Shiprepair & Maintenance: 1st Quarter 2021


In its ongoing drive for greater fuel efficiency, and to lower its environmental impact, the shipping industry has over the course of recent years put an increased focus on the in-water cleaning and maintenance of hulls. This can remove unwanted organisms, reduce friction and hence energy consumption.Q1 2021 1st enews image


However, there has been an environmental downside in that materials removed from the hull during this process can also be harmful to marine environments. That is why the recently published ‘Industry Standard on In-Water Cleaning with Capture’, sponsored by BIMCO and the International Chamber of Shipping (ICS), is highly welcome.


The aim of this initiative is to raise the minimum standard of cleaning “several notches higher” and ensure that the end result is both a clean ship and safe working practice.

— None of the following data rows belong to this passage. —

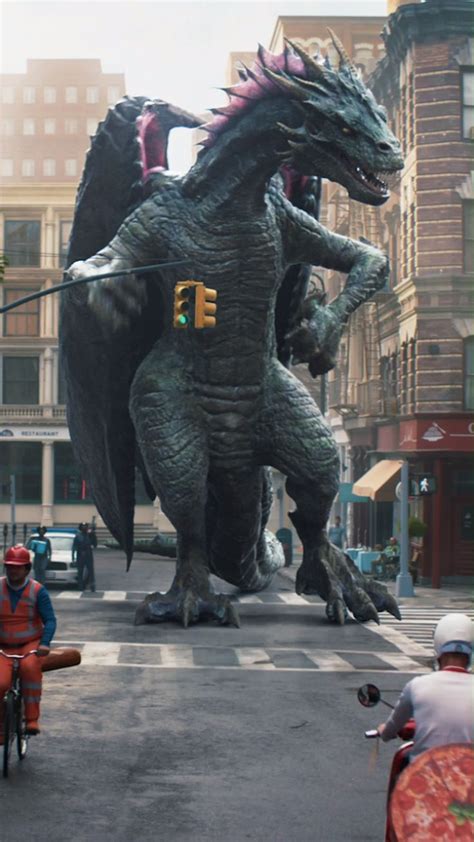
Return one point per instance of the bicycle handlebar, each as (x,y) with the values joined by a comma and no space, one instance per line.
(20,657)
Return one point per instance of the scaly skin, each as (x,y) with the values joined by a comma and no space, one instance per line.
(211,408)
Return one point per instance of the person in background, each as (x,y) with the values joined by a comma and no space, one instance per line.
(440,702)
(337,533)
(82,552)
(40,545)
(26,615)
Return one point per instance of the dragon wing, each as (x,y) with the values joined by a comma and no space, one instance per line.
(99,364)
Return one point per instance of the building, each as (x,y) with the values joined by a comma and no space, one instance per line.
(47,117)
(404,385)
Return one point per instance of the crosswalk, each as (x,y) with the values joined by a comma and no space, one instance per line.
(200,657)
(415,631)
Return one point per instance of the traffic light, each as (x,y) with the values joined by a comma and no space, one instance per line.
(205,307)
(181,305)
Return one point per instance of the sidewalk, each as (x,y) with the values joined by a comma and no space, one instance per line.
(448,596)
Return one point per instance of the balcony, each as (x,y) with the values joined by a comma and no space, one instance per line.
(28,414)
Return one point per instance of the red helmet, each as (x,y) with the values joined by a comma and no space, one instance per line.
(17,555)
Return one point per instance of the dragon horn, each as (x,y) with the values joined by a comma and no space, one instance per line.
(314,69)
(285,83)
(344,58)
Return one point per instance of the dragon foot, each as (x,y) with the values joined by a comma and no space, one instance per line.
(334,576)
(187,606)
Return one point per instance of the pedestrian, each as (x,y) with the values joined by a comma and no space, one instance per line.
(26,615)
(440,702)
(41,547)
(82,552)
(337,533)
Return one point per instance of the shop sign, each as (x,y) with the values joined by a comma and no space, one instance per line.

Setting a benchmark for safe and environmentally sound underwater hull cleaning – an issue that has been of increasing concern, with many jurisdictions imposing restrictions on the practice in port areas – has been developed by an extensive coalition of industry participants. These include Akzo Nobel, C-Leanship, CMA Ships, DG Diving Group, Fleet Cleaner, Hapag-Lloyd, Hempel, HullWiper, International Association of Classification Societies, Minerva Shipping, Portland Port (UK), Port of Rotterdam and PPG Coatings, as well as BIMCO and ICS.


According to the standard, at least 90% of the macrofouling must be captured by the cleaning company and effluent water coming back into the sea will have removed organisms and materials down to a microscopic size. For the partners involved, the next step is to implement the standard on a small scale and several shipping companies have already signed up to participate.


Other stakeholders have also agreed to update their procedures, which will hopefully lead to a widespread acceptance of the standard and associated certification and to more ports allowing in-water cleaning.


The standard details the documentation and assessment part of the operation, as well as the actual cleaning and management of the effluent before it is released back into the sea. It further includes criteria for the cleanliness of water pumped back to sea, methods to help shipowners act before biofouling growth and coverage become severe, an approval procedure for cleaning companies, minimum reporting requirements, and minimum requirements for inspection, service and cleaning reports.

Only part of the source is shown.